= Joseph Winters =

African-American abolitionist and inventor

Joseph Richard Winters (August 29, 1824 – November 29, 1916) was an African-American abolitionist and inventor who, on May 7, 1878, received U.S. Patent number 203,517 for a wagon-mounted fire escape ladder. On April 8, 1879, he received U.S. Patent number 214,224 for an improvement on the ladder. On May 16, 1882, he received U.S. Patent number 258,186 for a fire escape ladder that could be affixed to buildings.

It has been erroneously cited that Winters was the original inventor of the wagon-mounted fire escape. Winters' version was patented 29 years after George Huttman and George Kornelio initially introduced the idea in 1849.(Needs Ref.) However, Winters' ladder replaced the wooden ladder with a metal frame and parallel steps. Winters' innovation was utilized by the Chambersburg, Pennsylvania fire department who mounted the ladder on a horse-drawn wagon.

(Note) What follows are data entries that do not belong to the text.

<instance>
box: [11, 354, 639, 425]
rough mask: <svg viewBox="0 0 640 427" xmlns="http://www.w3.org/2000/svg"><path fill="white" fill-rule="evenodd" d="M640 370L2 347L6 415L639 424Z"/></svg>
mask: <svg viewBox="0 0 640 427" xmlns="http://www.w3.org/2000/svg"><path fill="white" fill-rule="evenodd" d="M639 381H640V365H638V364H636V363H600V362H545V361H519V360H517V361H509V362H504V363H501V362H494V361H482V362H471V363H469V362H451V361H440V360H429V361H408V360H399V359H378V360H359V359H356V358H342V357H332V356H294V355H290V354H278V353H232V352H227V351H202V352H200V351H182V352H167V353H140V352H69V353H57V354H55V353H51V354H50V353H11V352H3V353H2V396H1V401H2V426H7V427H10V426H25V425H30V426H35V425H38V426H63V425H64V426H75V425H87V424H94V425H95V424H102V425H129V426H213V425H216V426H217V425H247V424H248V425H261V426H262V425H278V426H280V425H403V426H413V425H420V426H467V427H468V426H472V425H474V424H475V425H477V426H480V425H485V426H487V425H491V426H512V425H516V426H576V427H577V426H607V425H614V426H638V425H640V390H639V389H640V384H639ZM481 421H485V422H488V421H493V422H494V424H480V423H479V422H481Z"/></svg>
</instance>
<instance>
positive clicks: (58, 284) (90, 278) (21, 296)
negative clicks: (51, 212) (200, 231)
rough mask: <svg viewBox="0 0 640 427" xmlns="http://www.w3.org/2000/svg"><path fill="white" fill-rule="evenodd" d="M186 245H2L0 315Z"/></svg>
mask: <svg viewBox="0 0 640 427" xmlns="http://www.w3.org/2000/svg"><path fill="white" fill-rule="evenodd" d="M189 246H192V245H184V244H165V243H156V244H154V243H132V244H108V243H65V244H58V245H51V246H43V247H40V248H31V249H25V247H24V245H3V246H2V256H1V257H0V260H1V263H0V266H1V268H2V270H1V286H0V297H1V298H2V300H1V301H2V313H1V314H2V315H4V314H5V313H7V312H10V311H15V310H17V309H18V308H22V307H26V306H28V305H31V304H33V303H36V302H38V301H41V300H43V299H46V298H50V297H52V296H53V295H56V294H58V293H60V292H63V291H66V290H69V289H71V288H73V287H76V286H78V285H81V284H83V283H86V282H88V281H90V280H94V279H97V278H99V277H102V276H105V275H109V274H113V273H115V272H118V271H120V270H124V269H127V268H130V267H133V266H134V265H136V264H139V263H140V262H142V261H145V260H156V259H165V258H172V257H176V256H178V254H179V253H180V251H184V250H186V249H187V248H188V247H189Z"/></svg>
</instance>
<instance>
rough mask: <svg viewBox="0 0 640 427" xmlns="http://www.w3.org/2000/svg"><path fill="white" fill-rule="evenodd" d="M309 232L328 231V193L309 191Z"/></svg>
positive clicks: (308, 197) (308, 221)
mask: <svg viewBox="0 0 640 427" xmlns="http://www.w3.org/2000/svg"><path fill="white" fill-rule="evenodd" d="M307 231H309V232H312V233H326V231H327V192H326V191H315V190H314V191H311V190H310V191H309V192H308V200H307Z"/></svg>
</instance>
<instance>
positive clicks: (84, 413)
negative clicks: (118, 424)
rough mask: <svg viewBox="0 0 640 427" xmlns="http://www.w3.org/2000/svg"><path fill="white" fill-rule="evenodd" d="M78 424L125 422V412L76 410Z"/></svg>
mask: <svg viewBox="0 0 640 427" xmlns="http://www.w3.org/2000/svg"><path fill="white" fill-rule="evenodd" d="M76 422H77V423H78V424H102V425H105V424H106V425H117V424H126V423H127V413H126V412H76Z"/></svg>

Joseph R. Winters was born in Leesburg, Virginia to an African-American brickmaker and a Shawnee Indian mother, who was the daughter of a noted herbalist and medical practitioner referred to as the "Indian doctor woman." The family relocated to Chambersburg, Pennsylvania around 1840. Joseph Winters worked as a farmer, and later as a mechanic for the Cumberland Valley Railroad. He was a noted fisherman and hunter; "Black and white residents long remembered him for his great nature knowledge and skills, especially in fishing and fly making." He was also a poet and lyricist, and composed a song supporting the 1900 presidential campaign of William Jennings Bryan, as well as another song entitled "Ten Days after the Battle of Gettysburg." He also wrote an autobiography with the same title, but no copies seem to have survived.

During the time Winters lived in Chambersburg, he was active in the Underground Railroad. It has been said that it was Winters who arranged the famous meeting between Frederick Douglass and John Brown before the latter's abortive attempt to take the federal arsenal at Harpers Ferry in 1859.

Winters died in 1916 and is buried in Mount Vernon Cemetery in Chambersburg.

In 2005, the Pennsylvania Historical and Museum Commission erected a historical marker honoring Winters at the Junior Hose & Truck Company #2 of Chambersburg at 130 North Second Street.